The Tombs of the Kings at Kaunos
The Tombs of the Kings at Kaunos is a set of tombs cut in the cliff face above a river in Lycia, Turkiye. They also include blind arcades using the same shape of the “roofline.”
The Tombs of the Achaemenid Persian Kings
Darius the Great, the father-in-law of Queen Esther, carved his own tomb out of solid rock with a very similar blind arcade at the front. Like the tombs at Petra, this blind arcade actually has a chamber behind the door.
The Lushena Buddha
In China, at the Longmen Grottoes, they carved a permanent image of the idol into the facade itself, called the Lushena Buddha.
The Doors of the Ka
Going back even further, such false doors were common in ancient Egyptian tombs. The Egyptians believed the spirit, or ka, of the dead could pass through the doors from the underworld and eat food and other offerings left for them. Egyptian kings and nobles usually had one of these false doors built into their tombs. Below is shown a false door from the tomb of an Egyptian noble named Ni-ankh-Snefru.
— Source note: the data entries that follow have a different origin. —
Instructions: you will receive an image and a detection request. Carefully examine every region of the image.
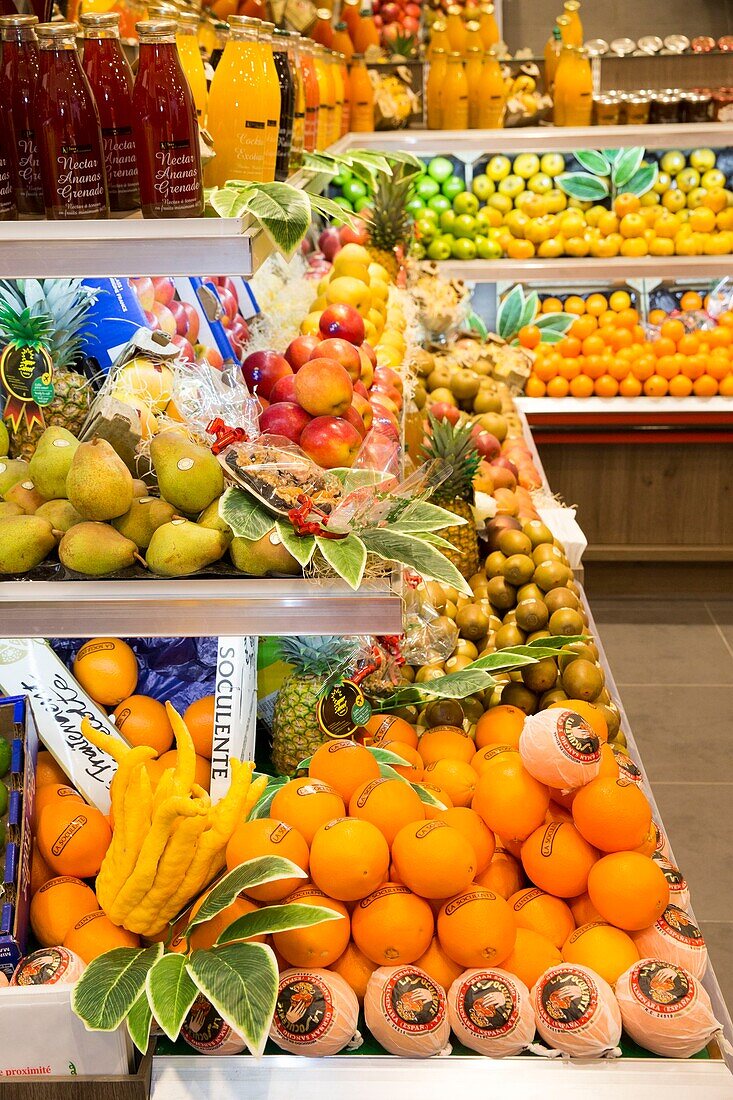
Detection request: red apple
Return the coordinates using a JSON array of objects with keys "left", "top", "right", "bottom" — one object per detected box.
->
[
  {"left": 342, "top": 405, "right": 366, "bottom": 439},
  {"left": 405, "top": 1, "right": 420, "bottom": 14},
  {"left": 353, "top": 380, "right": 369, "bottom": 399},
  {"left": 151, "top": 302, "right": 176, "bottom": 337},
  {"left": 474, "top": 431, "right": 501, "bottom": 460},
  {"left": 269, "top": 374, "right": 298, "bottom": 404},
  {"left": 381, "top": 21, "right": 402, "bottom": 43},
  {"left": 370, "top": 393, "right": 400, "bottom": 418},
  {"left": 152, "top": 276, "right": 175, "bottom": 306},
  {"left": 309, "top": 338, "right": 362, "bottom": 382},
  {"left": 357, "top": 348, "right": 374, "bottom": 388},
  {"left": 319, "top": 304, "right": 365, "bottom": 346},
  {"left": 371, "top": 410, "right": 400, "bottom": 440},
  {"left": 259, "top": 402, "right": 312, "bottom": 445},
  {"left": 219, "top": 276, "right": 238, "bottom": 300},
  {"left": 242, "top": 350, "right": 293, "bottom": 399},
  {"left": 428, "top": 402, "right": 461, "bottom": 425},
  {"left": 300, "top": 415, "right": 362, "bottom": 469},
  {"left": 285, "top": 334, "right": 320, "bottom": 371},
  {"left": 181, "top": 302, "right": 200, "bottom": 343},
  {"left": 351, "top": 393, "right": 373, "bottom": 430},
  {"left": 168, "top": 299, "right": 189, "bottom": 337},
  {"left": 295, "top": 358, "right": 353, "bottom": 416},
  {"left": 488, "top": 465, "right": 516, "bottom": 491},
  {"left": 381, "top": 3, "right": 399, "bottom": 21},
  {"left": 373, "top": 365, "right": 403, "bottom": 392},
  {"left": 402, "top": 14, "right": 419, "bottom": 33},
  {"left": 492, "top": 456, "right": 519, "bottom": 479},
  {"left": 144, "top": 309, "right": 156, "bottom": 329},
  {"left": 216, "top": 286, "right": 239, "bottom": 326},
  {"left": 318, "top": 227, "right": 342, "bottom": 262},
  {"left": 360, "top": 341, "right": 377, "bottom": 367},
  {"left": 171, "top": 334, "right": 195, "bottom": 362},
  {"left": 339, "top": 221, "right": 369, "bottom": 247},
  {"left": 130, "top": 276, "right": 155, "bottom": 312}
]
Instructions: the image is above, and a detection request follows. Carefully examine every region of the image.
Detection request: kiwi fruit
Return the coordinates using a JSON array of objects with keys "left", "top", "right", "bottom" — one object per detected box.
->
[
  {"left": 456, "top": 604, "right": 490, "bottom": 641},
  {"left": 454, "top": 639, "right": 479, "bottom": 660},
  {"left": 561, "top": 659, "right": 604, "bottom": 701},
  {"left": 484, "top": 551, "right": 507, "bottom": 578},
  {"left": 540, "top": 688, "right": 568, "bottom": 708},
  {"left": 487, "top": 576, "right": 516, "bottom": 611},
  {"left": 494, "top": 623, "right": 526, "bottom": 649},
  {"left": 501, "top": 682, "right": 537, "bottom": 715},
  {"left": 496, "top": 529, "right": 532, "bottom": 557},
  {"left": 517, "top": 582, "right": 544, "bottom": 603},
  {"left": 533, "top": 561, "right": 572, "bottom": 592},
  {"left": 523, "top": 519, "right": 553, "bottom": 547},
  {"left": 543, "top": 587, "right": 580, "bottom": 615},
  {"left": 558, "top": 642, "right": 597, "bottom": 672},
  {"left": 532, "top": 543, "right": 565, "bottom": 567},
  {"left": 502, "top": 553, "right": 536, "bottom": 586},
  {"left": 527, "top": 630, "right": 552, "bottom": 643},
  {"left": 515, "top": 598, "right": 549, "bottom": 632},
  {"left": 522, "top": 657, "right": 558, "bottom": 694},
  {"left": 548, "top": 608, "right": 585, "bottom": 637},
  {"left": 424, "top": 699, "right": 465, "bottom": 728},
  {"left": 415, "top": 665, "right": 445, "bottom": 684}
]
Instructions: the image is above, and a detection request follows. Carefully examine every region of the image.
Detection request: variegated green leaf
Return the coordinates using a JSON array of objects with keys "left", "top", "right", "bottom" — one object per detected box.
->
[
  {"left": 497, "top": 284, "right": 524, "bottom": 340},
  {"left": 625, "top": 163, "right": 658, "bottom": 197},
  {"left": 518, "top": 290, "right": 540, "bottom": 330},
  {"left": 72, "top": 944, "right": 163, "bottom": 1032},
  {"left": 535, "top": 312, "right": 575, "bottom": 334},
  {"left": 412, "top": 783, "right": 448, "bottom": 809},
  {"left": 185, "top": 858, "right": 307, "bottom": 935},
  {"left": 309, "top": 191, "right": 362, "bottom": 229},
  {"left": 207, "top": 185, "right": 256, "bottom": 219},
  {"left": 187, "top": 943, "right": 278, "bottom": 1057},
  {"left": 217, "top": 903, "right": 345, "bottom": 944},
  {"left": 556, "top": 173, "right": 610, "bottom": 201},
  {"left": 243, "top": 183, "right": 311, "bottom": 257},
  {"left": 529, "top": 634, "right": 588, "bottom": 648},
  {"left": 574, "top": 149, "right": 611, "bottom": 176},
  {"left": 360, "top": 528, "right": 472, "bottom": 595},
  {"left": 612, "top": 147, "right": 645, "bottom": 189},
  {"left": 249, "top": 776, "right": 290, "bottom": 819},
  {"left": 603, "top": 149, "right": 623, "bottom": 165},
  {"left": 315, "top": 533, "right": 367, "bottom": 590},
  {"left": 219, "top": 487, "right": 275, "bottom": 541},
  {"left": 367, "top": 745, "right": 411, "bottom": 766},
  {"left": 146, "top": 953, "right": 198, "bottom": 1043},
  {"left": 127, "top": 991, "right": 153, "bottom": 1055},
  {"left": 391, "top": 500, "right": 467, "bottom": 534},
  {"left": 275, "top": 521, "right": 316, "bottom": 566}
]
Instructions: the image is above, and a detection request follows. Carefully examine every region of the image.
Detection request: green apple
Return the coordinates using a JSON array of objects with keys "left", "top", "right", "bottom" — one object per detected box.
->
[
  {"left": 427, "top": 156, "right": 455, "bottom": 183},
  {"left": 472, "top": 173, "right": 495, "bottom": 201},
  {"left": 419, "top": 207, "right": 439, "bottom": 224},
  {"left": 527, "top": 172, "right": 553, "bottom": 195},
  {"left": 513, "top": 153, "right": 541, "bottom": 179},
  {"left": 685, "top": 187, "right": 708, "bottom": 209},
  {"left": 333, "top": 196, "right": 354, "bottom": 212},
  {"left": 476, "top": 235, "right": 502, "bottom": 259},
  {"left": 354, "top": 197, "right": 371, "bottom": 213},
  {"left": 442, "top": 175, "right": 465, "bottom": 201},
  {"left": 406, "top": 196, "right": 426, "bottom": 217},
  {"left": 451, "top": 236, "right": 477, "bottom": 260},
  {"left": 416, "top": 216, "right": 438, "bottom": 241},
  {"left": 453, "top": 213, "right": 477, "bottom": 238},
  {"left": 428, "top": 193, "right": 451, "bottom": 214},
  {"left": 660, "top": 149, "right": 686, "bottom": 176},
  {"left": 476, "top": 207, "right": 497, "bottom": 228},
  {"left": 415, "top": 176, "right": 440, "bottom": 200},
  {"left": 453, "top": 191, "right": 479, "bottom": 216},
  {"left": 440, "top": 208, "right": 457, "bottom": 232},
  {"left": 540, "top": 152, "right": 566, "bottom": 177},
  {"left": 333, "top": 167, "right": 353, "bottom": 187},
  {"left": 498, "top": 174, "right": 525, "bottom": 198},
  {"left": 342, "top": 178, "right": 368, "bottom": 204},
  {"left": 689, "top": 148, "right": 716, "bottom": 172},
  {"left": 412, "top": 242, "right": 426, "bottom": 259},
  {"left": 486, "top": 155, "right": 511, "bottom": 181},
  {"left": 427, "top": 236, "right": 452, "bottom": 261}
]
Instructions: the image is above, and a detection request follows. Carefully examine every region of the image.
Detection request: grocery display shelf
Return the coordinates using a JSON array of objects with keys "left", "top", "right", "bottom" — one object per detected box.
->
[
  {"left": 0, "top": 576, "right": 403, "bottom": 638},
  {"left": 421, "top": 256, "right": 733, "bottom": 284},
  {"left": 518, "top": 395, "right": 733, "bottom": 444}
]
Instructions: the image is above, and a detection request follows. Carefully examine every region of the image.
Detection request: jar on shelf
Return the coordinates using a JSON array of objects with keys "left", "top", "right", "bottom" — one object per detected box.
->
[
  {"left": 624, "top": 94, "right": 650, "bottom": 125},
  {"left": 593, "top": 94, "right": 621, "bottom": 125},
  {"left": 649, "top": 91, "right": 681, "bottom": 124},
  {"left": 680, "top": 90, "right": 711, "bottom": 123}
]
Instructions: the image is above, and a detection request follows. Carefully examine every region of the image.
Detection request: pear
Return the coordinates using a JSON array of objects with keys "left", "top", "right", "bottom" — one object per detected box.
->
[
  {"left": 146, "top": 518, "right": 228, "bottom": 577},
  {"left": 0, "top": 515, "right": 57, "bottom": 574},
  {"left": 0, "top": 501, "right": 25, "bottom": 518},
  {"left": 4, "top": 479, "right": 46, "bottom": 513},
  {"left": 0, "top": 421, "right": 8, "bottom": 457},
  {"left": 59, "top": 521, "right": 140, "bottom": 576},
  {"left": 150, "top": 430, "right": 224, "bottom": 515},
  {"left": 112, "top": 496, "right": 178, "bottom": 550},
  {"left": 198, "top": 497, "right": 233, "bottom": 544},
  {"left": 0, "top": 458, "right": 28, "bottom": 496},
  {"left": 66, "top": 438, "right": 134, "bottom": 521},
  {"left": 36, "top": 499, "right": 84, "bottom": 533},
  {"left": 229, "top": 529, "right": 300, "bottom": 577},
  {"left": 28, "top": 426, "right": 79, "bottom": 500},
  {"left": 132, "top": 479, "right": 150, "bottom": 498}
]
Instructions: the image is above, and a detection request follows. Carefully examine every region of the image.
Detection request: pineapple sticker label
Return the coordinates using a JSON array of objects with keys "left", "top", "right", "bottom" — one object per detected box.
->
[
  {"left": 316, "top": 679, "right": 372, "bottom": 740},
  {"left": 0, "top": 342, "right": 54, "bottom": 433}
]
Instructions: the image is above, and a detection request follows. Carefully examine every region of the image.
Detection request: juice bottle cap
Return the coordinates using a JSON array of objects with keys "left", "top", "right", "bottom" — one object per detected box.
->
[
  {"left": 316, "top": 6, "right": 331, "bottom": 16},
  {"left": 467, "top": 45, "right": 481, "bottom": 53},
  {"left": 448, "top": 50, "right": 462, "bottom": 57},
  {"left": 335, "top": 20, "right": 348, "bottom": 30},
  {"left": 177, "top": 11, "right": 200, "bottom": 27},
  {"left": 432, "top": 19, "right": 446, "bottom": 30},
  {"left": 147, "top": 2, "right": 179, "bottom": 14},
  {"left": 79, "top": 11, "right": 120, "bottom": 25},
  {"left": 227, "top": 14, "right": 261, "bottom": 27},
  {"left": 447, "top": 5, "right": 462, "bottom": 13},
  {"left": 0, "top": 14, "right": 38, "bottom": 27},
  {"left": 564, "top": 0, "right": 580, "bottom": 10},
  {"left": 136, "top": 18, "right": 178, "bottom": 39},
  {"left": 557, "top": 14, "right": 570, "bottom": 25},
  {"left": 466, "top": 20, "right": 480, "bottom": 30},
  {"left": 431, "top": 46, "right": 446, "bottom": 54},
  {"left": 36, "top": 21, "right": 78, "bottom": 37}
]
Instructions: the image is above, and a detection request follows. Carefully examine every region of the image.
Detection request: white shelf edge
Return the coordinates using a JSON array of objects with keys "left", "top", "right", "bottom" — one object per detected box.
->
[
  {"left": 517, "top": 396, "right": 733, "bottom": 415},
  {"left": 422, "top": 256, "right": 733, "bottom": 283}
]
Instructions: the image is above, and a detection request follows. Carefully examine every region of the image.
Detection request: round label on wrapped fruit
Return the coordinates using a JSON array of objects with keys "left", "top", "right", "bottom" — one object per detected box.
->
[
  {"left": 554, "top": 711, "right": 601, "bottom": 765},
  {"left": 631, "top": 960, "right": 696, "bottom": 1016},
  {"left": 382, "top": 967, "right": 446, "bottom": 1034},
  {"left": 182, "top": 994, "right": 246, "bottom": 1054},
  {"left": 652, "top": 855, "right": 690, "bottom": 906},
  {"left": 656, "top": 905, "right": 705, "bottom": 948},
  {"left": 272, "top": 972, "right": 333, "bottom": 1045},
  {"left": 454, "top": 971, "right": 520, "bottom": 1038},
  {"left": 11, "top": 947, "right": 85, "bottom": 986},
  {"left": 536, "top": 966, "right": 597, "bottom": 1031},
  {"left": 316, "top": 679, "right": 372, "bottom": 739},
  {"left": 613, "top": 749, "right": 643, "bottom": 784}
]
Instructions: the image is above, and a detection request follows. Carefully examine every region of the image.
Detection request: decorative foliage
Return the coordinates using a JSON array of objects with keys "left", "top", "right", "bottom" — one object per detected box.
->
[
  {"left": 558, "top": 146, "right": 658, "bottom": 202},
  {"left": 497, "top": 284, "right": 574, "bottom": 346}
]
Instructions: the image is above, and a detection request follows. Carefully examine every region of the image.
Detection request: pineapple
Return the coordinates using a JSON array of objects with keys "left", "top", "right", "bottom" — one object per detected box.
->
[
  {"left": 0, "top": 279, "right": 97, "bottom": 459},
  {"left": 366, "top": 163, "right": 417, "bottom": 279},
  {"left": 271, "top": 636, "right": 359, "bottom": 776},
  {"left": 420, "top": 413, "right": 481, "bottom": 579}
]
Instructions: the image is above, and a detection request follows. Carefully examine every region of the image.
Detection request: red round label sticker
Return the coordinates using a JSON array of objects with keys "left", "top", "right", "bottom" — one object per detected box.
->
[
  {"left": 382, "top": 967, "right": 446, "bottom": 1034},
  {"left": 657, "top": 905, "right": 705, "bottom": 947},
  {"left": 456, "top": 972, "right": 520, "bottom": 1038},
  {"left": 273, "top": 972, "right": 334, "bottom": 1045},
  {"left": 537, "top": 967, "right": 598, "bottom": 1032},
  {"left": 630, "top": 960, "right": 697, "bottom": 1016},
  {"left": 554, "top": 712, "right": 601, "bottom": 764},
  {"left": 182, "top": 994, "right": 234, "bottom": 1052}
]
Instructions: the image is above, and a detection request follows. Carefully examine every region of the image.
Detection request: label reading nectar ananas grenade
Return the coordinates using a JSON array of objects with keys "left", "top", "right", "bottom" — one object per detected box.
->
[{"left": 316, "top": 679, "right": 371, "bottom": 739}]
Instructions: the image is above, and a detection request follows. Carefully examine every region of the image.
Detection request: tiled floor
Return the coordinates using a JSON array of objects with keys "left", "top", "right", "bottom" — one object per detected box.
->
[{"left": 591, "top": 597, "right": 733, "bottom": 1016}]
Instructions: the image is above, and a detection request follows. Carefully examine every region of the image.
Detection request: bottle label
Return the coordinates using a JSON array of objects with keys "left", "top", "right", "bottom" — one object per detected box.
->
[
  {"left": 102, "top": 125, "right": 138, "bottom": 196},
  {"left": 16, "top": 131, "right": 43, "bottom": 203},
  {"left": 154, "top": 139, "right": 200, "bottom": 212},
  {"left": 56, "top": 144, "right": 106, "bottom": 216},
  {"left": 0, "top": 147, "right": 14, "bottom": 215}
]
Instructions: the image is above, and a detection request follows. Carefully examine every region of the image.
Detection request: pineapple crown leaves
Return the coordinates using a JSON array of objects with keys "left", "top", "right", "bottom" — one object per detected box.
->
[
  {"left": 277, "top": 635, "right": 361, "bottom": 676},
  {"left": 0, "top": 279, "right": 98, "bottom": 369},
  {"left": 419, "top": 413, "right": 481, "bottom": 503},
  {"left": 558, "top": 146, "right": 657, "bottom": 203},
  {"left": 497, "top": 284, "right": 574, "bottom": 346},
  {"left": 0, "top": 302, "right": 54, "bottom": 351}
]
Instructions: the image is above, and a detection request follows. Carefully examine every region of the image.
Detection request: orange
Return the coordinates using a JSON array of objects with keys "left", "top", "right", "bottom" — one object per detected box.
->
[
  {"left": 632, "top": 355, "right": 655, "bottom": 381},
  {"left": 710, "top": 325, "right": 732, "bottom": 349},
  {"left": 508, "top": 887, "right": 575, "bottom": 949},
  {"left": 644, "top": 374, "right": 668, "bottom": 397},
  {"left": 352, "top": 882, "right": 434, "bottom": 965},
  {"left": 608, "top": 290, "right": 631, "bottom": 312},
  {"left": 573, "top": 777, "right": 652, "bottom": 853},
  {"left": 30, "top": 876, "right": 99, "bottom": 947},
  {"left": 521, "top": 821, "right": 598, "bottom": 898},
  {"left": 518, "top": 324, "right": 541, "bottom": 349},
  {"left": 416, "top": 782, "right": 454, "bottom": 817},
  {"left": 417, "top": 726, "right": 475, "bottom": 766},
  {"left": 472, "top": 743, "right": 519, "bottom": 777},
  {"left": 557, "top": 335, "right": 581, "bottom": 358},
  {"left": 689, "top": 207, "right": 716, "bottom": 233},
  {"left": 558, "top": 358, "right": 581, "bottom": 381},
  {"left": 660, "top": 318, "right": 685, "bottom": 344},
  {"left": 273, "top": 884, "right": 350, "bottom": 967},
  {"left": 614, "top": 193, "right": 640, "bottom": 218},
  {"left": 437, "top": 887, "right": 516, "bottom": 968},
  {"left": 542, "top": 297, "right": 563, "bottom": 314},
  {"left": 225, "top": 818, "right": 310, "bottom": 901},
  {"left": 534, "top": 358, "right": 558, "bottom": 382},
  {"left": 391, "top": 819, "right": 476, "bottom": 899},
  {"left": 562, "top": 921, "right": 639, "bottom": 986},
  {"left": 33, "top": 783, "right": 82, "bottom": 829},
  {"left": 693, "top": 374, "right": 718, "bottom": 397},
  {"left": 423, "top": 759, "right": 478, "bottom": 808},
  {"left": 677, "top": 332, "right": 699, "bottom": 357},
  {"left": 719, "top": 375, "right": 733, "bottom": 397},
  {"left": 112, "top": 695, "right": 174, "bottom": 756},
  {"left": 35, "top": 751, "right": 69, "bottom": 789},
  {"left": 64, "top": 910, "right": 140, "bottom": 962},
  {"left": 546, "top": 377, "right": 569, "bottom": 398},
  {"left": 308, "top": 738, "right": 380, "bottom": 801},
  {"left": 189, "top": 893, "right": 266, "bottom": 950},
  {"left": 547, "top": 699, "right": 608, "bottom": 742},
  {"left": 349, "top": 776, "right": 424, "bottom": 844},
  {"left": 436, "top": 807, "right": 495, "bottom": 873},
  {"left": 329, "top": 941, "right": 377, "bottom": 1002},
  {"left": 581, "top": 333, "right": 605, "bottom": 358},
  {"left": 182, "top": 696, "right": 215, "bottom": 758},
  {"left": 584, "top": 354, "right": 606, "bottom": 380},
  {"left": 652, "top": 336, "right": 676, "bottom": 358},
  {"left": 472, "top": 757, "right": 549, "bottom": 843},
  {"left": 474, "top": 705, "right": 525, "bottom": 750},
  {"left": 587, "top": 851, "right": 669, "bottom": 931},
  {"left": 362, "top": 713, "right": 418, "bottom": 750},
  {"left": 152, "top": 751, "right": 211, "bottom": 791},
  {"left": 680, "top": 291, "right": 703, "bottom": 312},
  {"left": 598, "top": 742, "right": 620, "bottom": 779},
  {"left": 648, "top": 308, "right": 666, "bottom": 325},
  {"left": 619, "top": 213, "right": 645, "bottom": 238},
  {"left": 271, "top": 777, "right": 345, "bottom": 845},
  {"left": 378, "top": 740, "right": 423, "bottom": 782},
  {"left": 30, "top": 842, "right": 53, "bottom": 896},
  {"left": 36, "top": 799, "right": 111, "bottom": 879},
  {"left": 563, "top": 295, "right": 586, "bottom": 316},
  {"left": 569, "top": 892, "right": 603, "bottom": 925},
  {"left": 309, "top": 817, "right": 390, "bottom": 901},
  {"left": 594, "top": 375, "right": 619, "bottom": 398},
  {"left": 525, "top": 376, "right": 546, "bottom": 398},
  {"left": 414, "top": 935, "right": 463, "bottom": 990},
  {"left": 502, "top": 927, "right": 561, "bottom": 990},
  {"left": 570, "top": 315, "right": 597, "bottom": 341},
  {"left": 619, "top": 375, "right": 643, "bottom": 397},
  {"left": 73, "top": 638, "right": 138, "bottom": 706},
  {"left": 569, "top": 374, "right": 594, "bottom": 398},
  {"left": 585, "top": 293, "right": 608, "bottom": 316},
  {"left": 476, "top": 847, "right": 525, "bottom": 898}
]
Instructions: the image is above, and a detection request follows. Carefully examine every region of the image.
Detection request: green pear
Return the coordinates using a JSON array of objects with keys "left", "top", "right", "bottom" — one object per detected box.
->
[
  {"left": 36, "top": 499, "right": 84, "bottom": 533},
  {"left": 28, "top": 426, "right": 79, "bottom": 500},
  {"left": 66, "top": 437, "right": 133, "bottom": 521},
  {"left": 0, "top": 458, "right": 29, "bottom": 497},
  {"left": 112, "top": 496, "right": 178, "bottom": 549},
  {"left": 4, "top": 479, "right": 46, "bottom": 513},
  {"left": 229, "top": 529, "right": 300, "bottom": 577},
  {"left": 58, "top": 521, "right": 140, "bottom": 576},
  {"left": 0, "top": 501, "right": 25, "bottom": 518},
  {"left": 150, "top": 430, "right": 224, "bottom": 514},
  {"left": 132, "top": 479, "right": 150, "bottom": 498},
  {"left": 0, "top": 515, "right": 57, "bottom": 574},
  {"left": 146, "top": 518, "right": 228, "bottom": 577},
  {"left": 0, "top": 421, "right": 8, "bottom": 457},
  {"left": 198, "top": 497, "right": 233, "bottom": 544}
]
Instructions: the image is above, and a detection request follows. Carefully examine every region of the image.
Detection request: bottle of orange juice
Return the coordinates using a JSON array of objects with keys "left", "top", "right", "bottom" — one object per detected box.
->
[
  {"left": 477, "top": 47, "right": 505, "bottom": 127},
  {"left": 465, "top": 45, "right": 483, "bottom": 127},
  {"left": 427, "top": 19, "right": 449, "bottom": 58},
  {"left": 425, "top": 46, "right": 447, "bottom": 128},
  {"left": 478, "top": 2, "right": 499, "bottom": 49},
  {"left": 337, "top": 51, "right": 351, "bottom": 134},
  {"left": 332, "top": 20, "right": 354, "bottom": 60},
  {"left": 560, "top": 45, "right": 592, "bottom": 124},
  {"left": 465, "top": 19, "right": 482, "bottom": 53},
  {"left": 445, "top": 6, "right": 467, "bottom": 54},
  {"left": 342, "top": 0, "right": 361, "bottom": 42},
  {"left": 206, "top": 15, "right": 270, "bottom": 185},
  {"left": 349, "top": 52, "right": 374, "bottom": 130},
  {"left": 175, "top": 11, "right": 207, "bottom": 123},
  {"left": 544, "top": 24, "right": 561, "bottom": 91},
  {"left": 443, "top": 51, "right": 468, "bottom": 129},
  {"left": 259, "top": 22, "right": 282, "bottom": 180},
  {"left": 311, "top": 8, "right": 334, "bottom": 48},
  {"left": 299, "top": 40, "right": 320, "bottom": 152},
  {"left": 286, "top": 31, "right": 306, "bottom": 171},
  {"left": 313, "top": 43, "right": 335, "bottom": 148},
  {"left": 329, "top": 50, "right": 344, "bottom": 143},
  {"left": 352, "top": 7, "right": 380, "bottom": 53},
  {"left": 562, "top": 0, "right": 583, "bottom": 46}
]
While the idea of a spiritual passage or portal explains why such structures were carved and what they were used for, it still leads us to a perplexing question. Why did people on opposite sides of Planet Earth do exactly the same unusual thing to worship the dead? It suggests that there was transoceanic contact between cultures and that ideas spread between the continents, just like they do today.
Conclusion
We see that the ancient practice of carving false doors and portals in stone began shortly after the Flood. It appears to have forked into two different uses. Blind arcades were used both as the faces of tombs, with a door to a real chamber, and they were used as a spiritual door for the spirit or “ka” to pass to and from the underworld. The blind arcades of Arama Muru and Midas were both of the latter type.
We can conclude that the practice of carving out a stone cliff to look like a temple to showcase a graven image was an ancient pagan practice that can be found all over the ancient world. These false doors were also seen as spiritual portals to the underworld. Ancient spacemen were not involved. The worship of demons was.
While there may be paranormal activity at these sites, due to their association with idol worship, it is unlikely that there was ever a physical structure hiding behind them beyond what we can see today.